Выбросьте надосадочную жидкость и повторно суспендируйте гранулу одним миллилитром DMEM/F1210. Медленно и осторожно гомогенизируйте суспензию, пипетируя ее вверх и вниз, не повреждая клетки. Разведите 10 микролитров аликвоты раствора макрофага, добавив 10 микролитров трипанового синего для подсчета клеток с помощью гемоцитометра.

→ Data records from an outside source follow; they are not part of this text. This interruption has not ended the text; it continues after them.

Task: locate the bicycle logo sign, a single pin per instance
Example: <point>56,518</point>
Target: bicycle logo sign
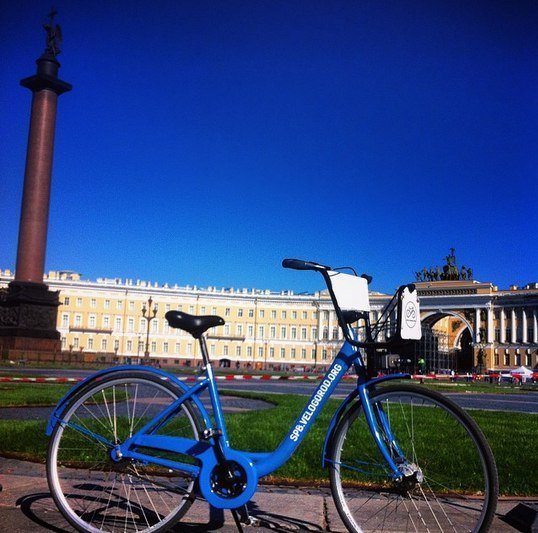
<point>410,314</point>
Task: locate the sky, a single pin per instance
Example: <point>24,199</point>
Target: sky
<point>204,141</point>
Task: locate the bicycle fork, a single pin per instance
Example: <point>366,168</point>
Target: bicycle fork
<point>379,425</point>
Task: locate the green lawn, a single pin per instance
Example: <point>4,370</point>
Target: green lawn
<point>512,436</point>
<point>26,394</point>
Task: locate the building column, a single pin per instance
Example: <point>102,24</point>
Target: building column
<point>477,325</point>
<point>490,335</point>
<point>503,326</point>
<point>513,326</point>
<point>524,326</point>
<point>534,326</point>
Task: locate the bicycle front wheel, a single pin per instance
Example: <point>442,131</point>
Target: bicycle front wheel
<point>449,482</point>
<point>95,493</point>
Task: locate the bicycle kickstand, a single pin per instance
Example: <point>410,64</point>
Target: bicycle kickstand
<point>241,516</point>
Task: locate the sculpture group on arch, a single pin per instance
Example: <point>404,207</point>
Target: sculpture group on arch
<point>449,271</point>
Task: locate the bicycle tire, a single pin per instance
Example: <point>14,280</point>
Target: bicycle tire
<point>459,486</point>
<point>95,493</point>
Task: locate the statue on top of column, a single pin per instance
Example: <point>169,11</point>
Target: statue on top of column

На седьмой день каждая чашка должна была произвести около 2 миллионов макрофагов. Воздействие макрофагального колониестимулирующего фактора из надосадочной жидкости L929 постепенно трансформировало предшественников костного мозга в зрелые макрофаги, демонстрируя типичную разбросанную морфологию за счет цитоплазматических расширений. На третий день появилось несколько незрелых макрофагов, имеющих типичную круглую форму морфологии с небольшим количеством мембранных выступов.

Несмотря на то, что они трансформировались на протяжении всего процесса, для достижения адекватного количества и зрелости потребовалось семь дней. Полученные макрофаги показали однородную популяцию по размеру и зернистости при анализе проточной цитометрии. Кроме того, 100% популяции экспрессировали характерные поверхностные молекулы F480 и CD11B, образуя единую четко определенную популяцию клеток.

Способность зрелых и хорошо дифференцированных макрофагов к фагоцитозу была подтверждена флуоресцентными микроскопическими изображениями, показывающими фагоцитозу основных паразитов Leishmania внутри макрофагов. Ноги следует удалять у животного осторожно, потому что это выполняется в нестерильной среде и является самым важным источником загрязнения. Ножки не должны быть сломаны за пределами шкафа биобезопасности с ламинарным потоком.

Макрофаги, полученные из костного мозга, полученные по этому протоколу, могут быть использованы для последующего выполнения поляризации макрофагов in vitro для понимания физиологии макрофагов.